Die Stadtregierung von St. Petersburg hat der Europäischen Universität den Mietvertrag vorzeitig gekündigt. Die nichtstaatliche Hochschule ist bereits seit einiger Zeit im Visier der Obrigkeit und sieht sich daher ständigen Kontrollen ausgesetzt. Darüber berichtet Fontanka.ru.Dem Blatt zufolge wurde am 9. Januar bekannt, dass das Komitee für städtische Immobilien (KIO) den 2011 geschlossenen gültigen Mietvertrag mit der Europäischen Universität vorzeitig und einseitig gekündigt hat. Die Universitätsleitung hat diesen Entscheid vor Gericht angefochten; dieses wird sein Urteil bis zum 15. März fällen und hat die Kündigung per einstweiliger Verfügung ausgesetzt.

Die Stadt hat die Kündigung nicht begründet. Man nimmt aber an, dass politische Motive dahinter stehen. Konservativen Politikern ist die progressive und unabhängige Universität schon lange ein Dorn im Auge. Unter Anderem forderte der populistische Duma-Abgeordnete Vitali Milonow von der Kreml-Partei „Einiges Russland“ eine Überprüfung der Hochschule.

Daraufhin wurde der Universität im vergangenen Herbst die Lizenz entzogen – auch dieser Beschluss wurde gerichtlich angefochten und bis zur Urteilsverkündung außer Kraft gesetzt. Außerdem wurde die Hochschule bereits wegen Verstößen gegen Brandschutzvorschriften und angeblicher gesetzeswidriger Umbauten angezeigt.

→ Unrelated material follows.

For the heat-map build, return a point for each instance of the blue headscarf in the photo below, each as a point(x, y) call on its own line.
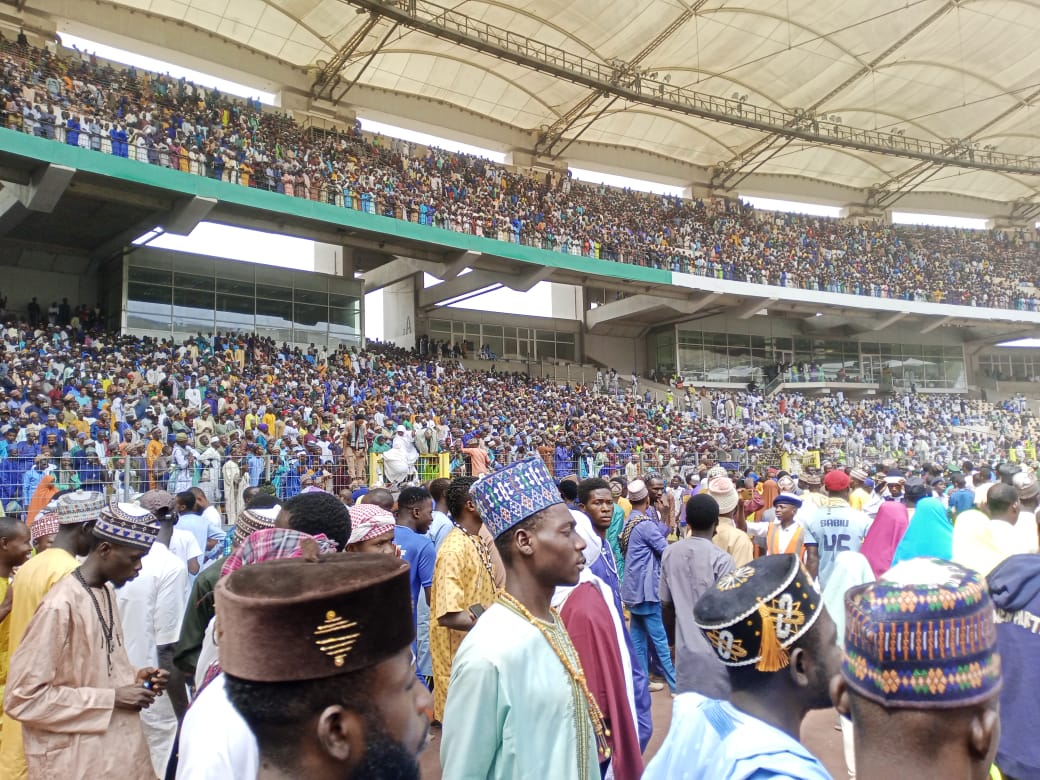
point(930, 534)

Letztere Maßnahmen sind Fontanka.ru zufolge typisch für politisch motivierte Schikanen durch die Behörden. Politische Beobachter nehmen an, dass die scharfen Kontrollen der Universität im Zusammenhang mit ihrem Mitbegründer und ehemaligen Finanzminister Alexei Kudrin stehen. Er hatte für die russische Wirtschaft die von Kreml und Oligarchen abgelehnten Reformen gefordert.